Choose a Training Method

Pick the right Halo Forge trainer from the dashboard or CLI

Halo Forge now exposes the same training surface in the dashboard and CLI. Use Start for the first safe SFT run, then use Train when you know the goal and need a specific method.

GoalStart withMove toData shape
Domain/style adaptationSFTDPO or ORPOprompt/completion
Code with executable checksSFTRAFT or GRPOprompts plus verifier
Preference alignmentDPO or ORPORM, then GRPOprompt/chosen/rejected
Verifier-grounded reasoningSFT or reasoningGRPOprompts plus verifier
Vision-languageVLMVLM with verifier gatingimage + prompt + answer
AudioAudioAudio with task verifieraudio + transcript/label
Tool useAgenticGRPO with schema/tool verifiermessages/tool calls

Dashboard Flow

  1. Open Train.
  2. Choose a goal: Code, Reasoning, Tool use, Vision, Audio, or Preferences.
  3. Choose the method Halo Forge should run.
  4. Review the generated launch, preflight, output path, and backend notes.
  5. Launch, then monitor the run from Runs and inspect artifacts in Results.

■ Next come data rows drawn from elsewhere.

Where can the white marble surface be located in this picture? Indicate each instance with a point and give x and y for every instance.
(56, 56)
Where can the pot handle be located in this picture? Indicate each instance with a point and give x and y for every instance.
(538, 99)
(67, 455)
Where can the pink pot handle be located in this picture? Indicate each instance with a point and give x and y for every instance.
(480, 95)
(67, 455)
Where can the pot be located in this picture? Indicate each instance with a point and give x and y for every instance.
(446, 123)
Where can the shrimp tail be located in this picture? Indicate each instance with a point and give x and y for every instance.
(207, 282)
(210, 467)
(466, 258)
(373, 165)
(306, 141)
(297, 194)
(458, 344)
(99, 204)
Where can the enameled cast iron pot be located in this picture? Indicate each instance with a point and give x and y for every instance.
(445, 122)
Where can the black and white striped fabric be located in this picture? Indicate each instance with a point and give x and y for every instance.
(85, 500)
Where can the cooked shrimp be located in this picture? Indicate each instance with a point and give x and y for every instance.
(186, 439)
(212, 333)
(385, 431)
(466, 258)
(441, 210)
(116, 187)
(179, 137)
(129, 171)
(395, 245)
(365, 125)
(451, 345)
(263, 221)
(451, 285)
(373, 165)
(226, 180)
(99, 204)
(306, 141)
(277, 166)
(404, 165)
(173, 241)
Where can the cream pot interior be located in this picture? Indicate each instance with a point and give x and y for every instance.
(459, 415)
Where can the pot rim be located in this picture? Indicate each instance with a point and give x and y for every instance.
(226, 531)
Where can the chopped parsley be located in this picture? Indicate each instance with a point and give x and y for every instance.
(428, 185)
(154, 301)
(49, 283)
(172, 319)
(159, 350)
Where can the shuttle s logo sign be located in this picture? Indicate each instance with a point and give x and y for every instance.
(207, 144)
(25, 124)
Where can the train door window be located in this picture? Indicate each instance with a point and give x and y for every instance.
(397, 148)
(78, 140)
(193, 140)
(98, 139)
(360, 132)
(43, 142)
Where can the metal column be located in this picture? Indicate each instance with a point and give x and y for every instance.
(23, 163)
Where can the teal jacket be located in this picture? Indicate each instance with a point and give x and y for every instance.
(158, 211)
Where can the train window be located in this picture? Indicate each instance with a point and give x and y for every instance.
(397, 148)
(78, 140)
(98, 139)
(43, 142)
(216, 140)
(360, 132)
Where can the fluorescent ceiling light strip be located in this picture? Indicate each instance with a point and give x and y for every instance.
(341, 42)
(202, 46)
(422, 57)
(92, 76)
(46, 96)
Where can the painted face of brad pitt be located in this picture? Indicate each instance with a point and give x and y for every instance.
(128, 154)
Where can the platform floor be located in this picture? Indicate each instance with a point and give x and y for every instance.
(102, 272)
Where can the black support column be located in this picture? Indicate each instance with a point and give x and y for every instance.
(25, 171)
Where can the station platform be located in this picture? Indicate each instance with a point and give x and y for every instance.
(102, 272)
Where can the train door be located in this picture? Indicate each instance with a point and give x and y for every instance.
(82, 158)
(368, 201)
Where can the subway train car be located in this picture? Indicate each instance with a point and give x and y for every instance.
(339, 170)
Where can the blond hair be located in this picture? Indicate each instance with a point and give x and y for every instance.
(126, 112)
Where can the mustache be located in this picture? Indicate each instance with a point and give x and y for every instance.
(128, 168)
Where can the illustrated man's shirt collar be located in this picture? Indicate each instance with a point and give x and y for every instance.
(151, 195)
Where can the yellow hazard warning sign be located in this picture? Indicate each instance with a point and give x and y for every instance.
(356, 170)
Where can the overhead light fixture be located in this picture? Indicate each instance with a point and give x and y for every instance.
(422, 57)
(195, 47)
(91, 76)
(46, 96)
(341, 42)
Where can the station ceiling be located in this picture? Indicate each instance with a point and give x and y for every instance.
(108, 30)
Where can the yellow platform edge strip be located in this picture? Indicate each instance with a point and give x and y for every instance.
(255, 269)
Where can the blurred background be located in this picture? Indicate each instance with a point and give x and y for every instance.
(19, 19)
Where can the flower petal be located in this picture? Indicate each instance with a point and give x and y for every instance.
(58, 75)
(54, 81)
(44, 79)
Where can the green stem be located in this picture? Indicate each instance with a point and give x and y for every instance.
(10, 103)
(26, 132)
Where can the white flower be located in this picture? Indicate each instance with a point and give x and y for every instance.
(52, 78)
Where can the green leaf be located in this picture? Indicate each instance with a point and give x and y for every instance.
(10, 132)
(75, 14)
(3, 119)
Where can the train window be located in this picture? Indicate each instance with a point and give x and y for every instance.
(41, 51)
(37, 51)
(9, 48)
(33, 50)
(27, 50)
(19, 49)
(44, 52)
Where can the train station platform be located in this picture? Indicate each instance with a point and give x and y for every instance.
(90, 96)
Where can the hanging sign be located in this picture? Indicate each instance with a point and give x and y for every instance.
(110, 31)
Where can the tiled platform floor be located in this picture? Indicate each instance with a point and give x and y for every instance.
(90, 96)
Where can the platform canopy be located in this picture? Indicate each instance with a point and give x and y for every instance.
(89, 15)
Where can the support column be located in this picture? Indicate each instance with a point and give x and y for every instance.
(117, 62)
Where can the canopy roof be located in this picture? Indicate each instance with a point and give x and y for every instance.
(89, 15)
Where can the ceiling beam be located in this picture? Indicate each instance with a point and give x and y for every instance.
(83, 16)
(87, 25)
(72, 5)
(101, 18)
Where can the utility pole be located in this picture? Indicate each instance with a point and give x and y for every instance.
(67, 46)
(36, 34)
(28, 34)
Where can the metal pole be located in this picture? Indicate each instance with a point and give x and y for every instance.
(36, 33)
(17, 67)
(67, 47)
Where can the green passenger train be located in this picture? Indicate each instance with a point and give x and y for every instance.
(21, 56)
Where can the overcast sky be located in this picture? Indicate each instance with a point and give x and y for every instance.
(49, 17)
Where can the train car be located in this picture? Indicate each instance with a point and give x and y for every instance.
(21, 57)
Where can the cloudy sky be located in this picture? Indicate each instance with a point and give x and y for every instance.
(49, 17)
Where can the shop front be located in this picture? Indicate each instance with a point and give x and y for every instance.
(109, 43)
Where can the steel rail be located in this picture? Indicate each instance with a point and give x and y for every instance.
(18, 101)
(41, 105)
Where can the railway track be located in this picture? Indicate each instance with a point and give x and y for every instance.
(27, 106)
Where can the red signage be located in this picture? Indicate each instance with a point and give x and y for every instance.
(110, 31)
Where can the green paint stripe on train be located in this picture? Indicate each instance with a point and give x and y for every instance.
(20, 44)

The dashboard intentionally hides unusual flags until the advanced drawer is opened. The CLI remains available for exact reproducibility and scripting.

Method Guide

  • SFT learns from labeled examples. Use it first unless you already have preference data.
  • RAFT generates multiple answers, verifies them, keeps the useful ones, then trains.
  • DPO uses chosen/rejected pairs to improve behavior without an explicit reward model.
  • ORPO uses the same pair data as DPO but skips the reference model.
  • RM trains a reward scorer from chosen/rejected pairs.
  • GRPO uses a verifier as reward and performs group-relative policy updates.
  • VLM, audio, reasoning, and agentic are domain-specific training surfaces with capability gates where needed.